Darren L. writes: Do you think that the Caps will be forced to choose between re-signing Carl Hagelin or Brett Connolly? Connolly has been a mainstay on the third line and Hagelin has really made a difference with his speed, and on the PK.

These things rarely come down to one player or another. In addition to Hagelin and Connolly, Nic Dowd and Brooks Orpik will also be unrestricted free agents while Andre Burakovsky, Jakub Vrana, Dmitrij Jaskin, Chandler Stephenson and Christian Djoos will also be restricted free agents.

The future of Hagelin and Connolly will depend on how they play in the playoffs, how much of a raise Vrana and Djoos get, what the team ultimately decides to do with Burakovsky and the other free agents plus any other offseason moves the team decides to pursue. I do not see it is being a choice between Hagelin or Connolly.

Hagelin has not been in Washington that long so it is unclear what his plans may be for the offseason. As for Connolly, at 26 someone is going to offer him more money, more years and a bigger role than the Caps will. I could see Washington being interested in keeping both, but as UFAs they ultimately hold all the cards.

Douglas F. writes: Do you see Pheonix Copley staying up and keeping Ilya Samsonov in Hershey for another season, or "risk" Copley getting through waivers and not being claimed, or bring Samsonov up to back up Braden Holtby as Holtby’s deal is coming to an end at the end of next season?

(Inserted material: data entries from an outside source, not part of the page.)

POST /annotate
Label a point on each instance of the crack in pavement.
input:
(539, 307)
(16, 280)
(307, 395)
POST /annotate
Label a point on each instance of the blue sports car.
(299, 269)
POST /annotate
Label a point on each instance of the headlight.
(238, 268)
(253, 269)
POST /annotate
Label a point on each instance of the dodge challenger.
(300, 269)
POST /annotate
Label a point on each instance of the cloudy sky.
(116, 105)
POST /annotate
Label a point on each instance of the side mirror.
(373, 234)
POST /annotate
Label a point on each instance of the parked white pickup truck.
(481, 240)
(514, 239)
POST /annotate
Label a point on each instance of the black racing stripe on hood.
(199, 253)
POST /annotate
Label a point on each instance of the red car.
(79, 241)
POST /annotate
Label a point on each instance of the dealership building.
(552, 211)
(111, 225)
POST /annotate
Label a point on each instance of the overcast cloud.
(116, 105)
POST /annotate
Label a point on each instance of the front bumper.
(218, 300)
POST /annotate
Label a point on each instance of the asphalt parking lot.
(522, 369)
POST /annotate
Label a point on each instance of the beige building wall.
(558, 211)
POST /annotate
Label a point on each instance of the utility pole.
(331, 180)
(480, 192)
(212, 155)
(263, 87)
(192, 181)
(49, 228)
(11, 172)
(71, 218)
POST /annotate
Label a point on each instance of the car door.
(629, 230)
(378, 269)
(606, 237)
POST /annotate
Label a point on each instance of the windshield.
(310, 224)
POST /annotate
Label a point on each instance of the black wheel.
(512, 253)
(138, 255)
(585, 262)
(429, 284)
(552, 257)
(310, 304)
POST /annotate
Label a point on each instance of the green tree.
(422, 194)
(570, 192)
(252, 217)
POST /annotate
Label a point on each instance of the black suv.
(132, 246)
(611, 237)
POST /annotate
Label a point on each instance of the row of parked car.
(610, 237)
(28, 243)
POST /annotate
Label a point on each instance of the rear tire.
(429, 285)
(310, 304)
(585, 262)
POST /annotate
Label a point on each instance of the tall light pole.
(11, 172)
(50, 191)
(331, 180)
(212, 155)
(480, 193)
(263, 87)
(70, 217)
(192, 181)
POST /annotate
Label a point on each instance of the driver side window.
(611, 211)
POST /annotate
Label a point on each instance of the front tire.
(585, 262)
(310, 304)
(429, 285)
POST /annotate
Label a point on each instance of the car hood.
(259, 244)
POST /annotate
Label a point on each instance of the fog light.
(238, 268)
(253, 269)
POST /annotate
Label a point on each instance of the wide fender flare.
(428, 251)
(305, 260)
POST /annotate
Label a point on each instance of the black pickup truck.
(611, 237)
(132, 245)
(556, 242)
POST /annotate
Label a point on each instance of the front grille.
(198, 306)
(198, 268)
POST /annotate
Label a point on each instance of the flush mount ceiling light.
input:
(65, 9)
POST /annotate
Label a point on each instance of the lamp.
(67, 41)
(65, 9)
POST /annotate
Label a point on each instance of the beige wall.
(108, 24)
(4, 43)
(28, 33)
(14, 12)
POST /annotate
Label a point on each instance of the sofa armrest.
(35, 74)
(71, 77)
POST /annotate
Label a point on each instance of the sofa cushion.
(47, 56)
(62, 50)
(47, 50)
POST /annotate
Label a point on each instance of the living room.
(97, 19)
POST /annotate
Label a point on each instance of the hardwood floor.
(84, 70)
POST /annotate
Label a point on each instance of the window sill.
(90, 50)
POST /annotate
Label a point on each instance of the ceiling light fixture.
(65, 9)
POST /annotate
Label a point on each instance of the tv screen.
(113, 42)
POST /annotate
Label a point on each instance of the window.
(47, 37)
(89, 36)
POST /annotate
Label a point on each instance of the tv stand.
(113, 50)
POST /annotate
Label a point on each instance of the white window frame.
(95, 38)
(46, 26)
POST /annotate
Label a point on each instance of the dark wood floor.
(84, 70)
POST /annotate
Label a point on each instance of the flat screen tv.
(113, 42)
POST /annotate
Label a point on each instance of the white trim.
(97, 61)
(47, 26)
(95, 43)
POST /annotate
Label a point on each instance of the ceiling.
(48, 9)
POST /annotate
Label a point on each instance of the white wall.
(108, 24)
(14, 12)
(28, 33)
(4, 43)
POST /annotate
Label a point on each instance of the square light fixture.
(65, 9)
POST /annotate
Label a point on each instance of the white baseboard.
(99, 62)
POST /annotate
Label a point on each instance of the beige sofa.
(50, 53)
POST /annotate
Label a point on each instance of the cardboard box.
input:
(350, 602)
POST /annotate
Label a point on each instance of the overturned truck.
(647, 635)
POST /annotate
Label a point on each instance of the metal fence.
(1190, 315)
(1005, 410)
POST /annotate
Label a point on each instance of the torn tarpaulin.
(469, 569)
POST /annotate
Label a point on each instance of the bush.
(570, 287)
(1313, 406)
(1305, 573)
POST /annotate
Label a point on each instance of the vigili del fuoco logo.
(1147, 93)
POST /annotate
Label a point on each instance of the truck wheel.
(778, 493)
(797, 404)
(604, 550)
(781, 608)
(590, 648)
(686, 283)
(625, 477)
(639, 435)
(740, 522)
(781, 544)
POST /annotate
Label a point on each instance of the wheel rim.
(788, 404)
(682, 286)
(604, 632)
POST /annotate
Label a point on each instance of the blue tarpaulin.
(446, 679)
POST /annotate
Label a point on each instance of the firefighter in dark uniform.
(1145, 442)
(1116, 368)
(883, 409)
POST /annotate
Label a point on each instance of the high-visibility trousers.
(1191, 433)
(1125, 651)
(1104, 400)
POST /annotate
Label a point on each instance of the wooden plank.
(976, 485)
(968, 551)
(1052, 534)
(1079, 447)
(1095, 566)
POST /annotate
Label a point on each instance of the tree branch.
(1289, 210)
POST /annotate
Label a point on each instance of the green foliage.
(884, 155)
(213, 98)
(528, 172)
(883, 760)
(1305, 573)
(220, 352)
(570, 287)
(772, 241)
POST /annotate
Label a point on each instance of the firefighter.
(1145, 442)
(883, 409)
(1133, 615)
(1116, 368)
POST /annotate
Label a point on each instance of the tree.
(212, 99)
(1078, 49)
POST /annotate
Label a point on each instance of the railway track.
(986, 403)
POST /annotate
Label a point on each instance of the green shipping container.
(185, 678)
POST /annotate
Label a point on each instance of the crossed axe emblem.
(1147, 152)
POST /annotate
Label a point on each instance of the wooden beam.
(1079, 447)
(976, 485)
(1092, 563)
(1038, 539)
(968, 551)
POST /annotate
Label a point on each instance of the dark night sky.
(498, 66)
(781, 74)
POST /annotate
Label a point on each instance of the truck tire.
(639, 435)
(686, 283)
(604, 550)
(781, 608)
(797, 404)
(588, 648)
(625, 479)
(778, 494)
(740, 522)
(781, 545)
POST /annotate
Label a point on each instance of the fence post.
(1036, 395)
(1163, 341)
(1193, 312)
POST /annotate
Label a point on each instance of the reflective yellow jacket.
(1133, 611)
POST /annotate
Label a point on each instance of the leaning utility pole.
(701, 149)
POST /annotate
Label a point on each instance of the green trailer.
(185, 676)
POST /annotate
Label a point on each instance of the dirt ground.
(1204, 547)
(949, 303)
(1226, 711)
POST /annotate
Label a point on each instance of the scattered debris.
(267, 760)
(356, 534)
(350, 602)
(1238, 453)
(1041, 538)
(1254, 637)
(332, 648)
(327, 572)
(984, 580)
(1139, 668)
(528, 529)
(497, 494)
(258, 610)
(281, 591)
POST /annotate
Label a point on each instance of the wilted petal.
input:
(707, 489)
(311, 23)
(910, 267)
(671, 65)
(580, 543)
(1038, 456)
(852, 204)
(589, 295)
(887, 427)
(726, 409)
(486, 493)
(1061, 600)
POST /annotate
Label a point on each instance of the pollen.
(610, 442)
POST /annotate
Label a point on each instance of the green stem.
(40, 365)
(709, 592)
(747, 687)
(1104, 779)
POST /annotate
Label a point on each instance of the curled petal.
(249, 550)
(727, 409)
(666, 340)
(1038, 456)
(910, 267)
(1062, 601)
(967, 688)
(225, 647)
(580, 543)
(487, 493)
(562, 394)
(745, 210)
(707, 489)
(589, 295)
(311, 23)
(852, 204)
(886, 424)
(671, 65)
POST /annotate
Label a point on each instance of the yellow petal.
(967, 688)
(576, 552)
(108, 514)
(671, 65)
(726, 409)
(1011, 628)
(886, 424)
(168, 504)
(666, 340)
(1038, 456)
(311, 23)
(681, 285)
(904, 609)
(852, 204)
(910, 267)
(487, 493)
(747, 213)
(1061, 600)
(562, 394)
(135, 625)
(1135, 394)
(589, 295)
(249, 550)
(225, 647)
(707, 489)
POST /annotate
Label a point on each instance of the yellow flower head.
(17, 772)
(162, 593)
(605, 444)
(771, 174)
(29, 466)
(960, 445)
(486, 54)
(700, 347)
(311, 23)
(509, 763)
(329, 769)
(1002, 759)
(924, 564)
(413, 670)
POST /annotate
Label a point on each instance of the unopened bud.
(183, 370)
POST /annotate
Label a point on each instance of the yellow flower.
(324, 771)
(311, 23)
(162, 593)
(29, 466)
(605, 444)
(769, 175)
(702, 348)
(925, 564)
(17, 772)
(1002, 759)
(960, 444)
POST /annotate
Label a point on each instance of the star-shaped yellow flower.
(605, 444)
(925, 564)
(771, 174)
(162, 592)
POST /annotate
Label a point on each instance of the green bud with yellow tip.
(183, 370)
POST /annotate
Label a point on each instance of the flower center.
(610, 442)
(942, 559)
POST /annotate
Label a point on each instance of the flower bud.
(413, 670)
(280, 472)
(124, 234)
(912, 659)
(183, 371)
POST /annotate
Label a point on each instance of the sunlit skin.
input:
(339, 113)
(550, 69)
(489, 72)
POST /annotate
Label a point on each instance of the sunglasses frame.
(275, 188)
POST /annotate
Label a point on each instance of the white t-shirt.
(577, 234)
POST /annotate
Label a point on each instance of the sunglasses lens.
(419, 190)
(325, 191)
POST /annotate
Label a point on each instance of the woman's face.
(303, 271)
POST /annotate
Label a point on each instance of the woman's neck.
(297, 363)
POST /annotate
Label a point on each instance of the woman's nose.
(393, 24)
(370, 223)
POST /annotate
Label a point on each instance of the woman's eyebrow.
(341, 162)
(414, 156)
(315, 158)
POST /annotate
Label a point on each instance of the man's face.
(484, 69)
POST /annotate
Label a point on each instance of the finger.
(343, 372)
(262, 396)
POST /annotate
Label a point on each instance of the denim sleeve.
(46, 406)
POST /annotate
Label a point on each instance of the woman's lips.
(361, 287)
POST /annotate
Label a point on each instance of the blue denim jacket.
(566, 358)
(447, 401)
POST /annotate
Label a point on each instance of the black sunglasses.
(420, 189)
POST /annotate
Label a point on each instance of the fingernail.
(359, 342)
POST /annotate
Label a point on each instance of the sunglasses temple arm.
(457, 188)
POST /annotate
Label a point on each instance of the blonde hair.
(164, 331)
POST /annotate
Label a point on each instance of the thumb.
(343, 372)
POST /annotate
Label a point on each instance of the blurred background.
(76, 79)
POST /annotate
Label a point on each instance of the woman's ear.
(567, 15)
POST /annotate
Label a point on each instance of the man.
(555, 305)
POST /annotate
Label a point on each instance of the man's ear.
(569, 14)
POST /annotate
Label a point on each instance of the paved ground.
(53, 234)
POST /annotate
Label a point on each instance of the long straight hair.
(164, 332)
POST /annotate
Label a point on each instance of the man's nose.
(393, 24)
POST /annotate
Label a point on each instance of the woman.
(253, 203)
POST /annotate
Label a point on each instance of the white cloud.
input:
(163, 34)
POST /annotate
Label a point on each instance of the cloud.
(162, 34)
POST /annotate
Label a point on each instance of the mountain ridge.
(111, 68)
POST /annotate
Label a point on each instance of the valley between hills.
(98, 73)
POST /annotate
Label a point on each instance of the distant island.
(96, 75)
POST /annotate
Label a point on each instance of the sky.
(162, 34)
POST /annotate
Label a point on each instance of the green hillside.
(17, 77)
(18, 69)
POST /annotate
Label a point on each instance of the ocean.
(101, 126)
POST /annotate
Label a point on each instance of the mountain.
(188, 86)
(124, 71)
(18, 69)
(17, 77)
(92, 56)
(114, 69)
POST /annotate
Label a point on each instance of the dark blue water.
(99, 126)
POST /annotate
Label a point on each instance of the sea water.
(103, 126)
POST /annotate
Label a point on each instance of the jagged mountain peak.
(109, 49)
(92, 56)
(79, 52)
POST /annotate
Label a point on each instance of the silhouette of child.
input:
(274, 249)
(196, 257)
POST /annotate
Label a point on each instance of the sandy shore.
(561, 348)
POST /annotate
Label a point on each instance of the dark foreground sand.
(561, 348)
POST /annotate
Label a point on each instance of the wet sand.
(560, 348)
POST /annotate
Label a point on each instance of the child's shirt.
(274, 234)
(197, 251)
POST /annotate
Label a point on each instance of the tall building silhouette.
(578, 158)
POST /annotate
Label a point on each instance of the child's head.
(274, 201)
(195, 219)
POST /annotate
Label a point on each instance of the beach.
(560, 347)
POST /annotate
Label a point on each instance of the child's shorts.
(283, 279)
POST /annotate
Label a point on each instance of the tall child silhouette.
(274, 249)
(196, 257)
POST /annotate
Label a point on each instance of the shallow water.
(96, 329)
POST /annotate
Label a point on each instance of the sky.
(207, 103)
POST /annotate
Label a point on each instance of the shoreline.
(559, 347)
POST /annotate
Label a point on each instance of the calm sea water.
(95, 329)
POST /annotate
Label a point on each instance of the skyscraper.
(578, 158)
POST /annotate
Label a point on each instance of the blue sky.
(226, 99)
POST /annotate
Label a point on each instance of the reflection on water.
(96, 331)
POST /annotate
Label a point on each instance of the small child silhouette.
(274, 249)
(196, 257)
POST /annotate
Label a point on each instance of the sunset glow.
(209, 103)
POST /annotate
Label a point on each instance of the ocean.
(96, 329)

I believe Samsonov is going to be given every opportunity to win the job as the backup in training camp, but I expect him to start the season in Hershey. It will be his second season in North America and getting playing time in the AHL is more important than sitting on the bench behind Holtby the majority of the season.

One of the biggest storylines of the offseason this year will be what the team decides to do with Holtby and Nicklas Backstrom both of whom will be entering the final years of their contracts. John Tavares, Artemi Panarin and Sergei Bobrovsky are all good examples of why you do not wait until a contract expires to try to re-sign important players. I believe the future of Holtby and Backstrom in Washington will be determined this summer, not next. Just something to keep an eye on.

 

If you consider a sub/hoagie/grinder to be a sandwich, which most sane and rational people do, then I do not see how a hot dog is not. They are both long, cylindrical pieces of bread stuffed with meat.

Gritty is the demon spawn of a muppet and Cheeto dust so he falls into a different category.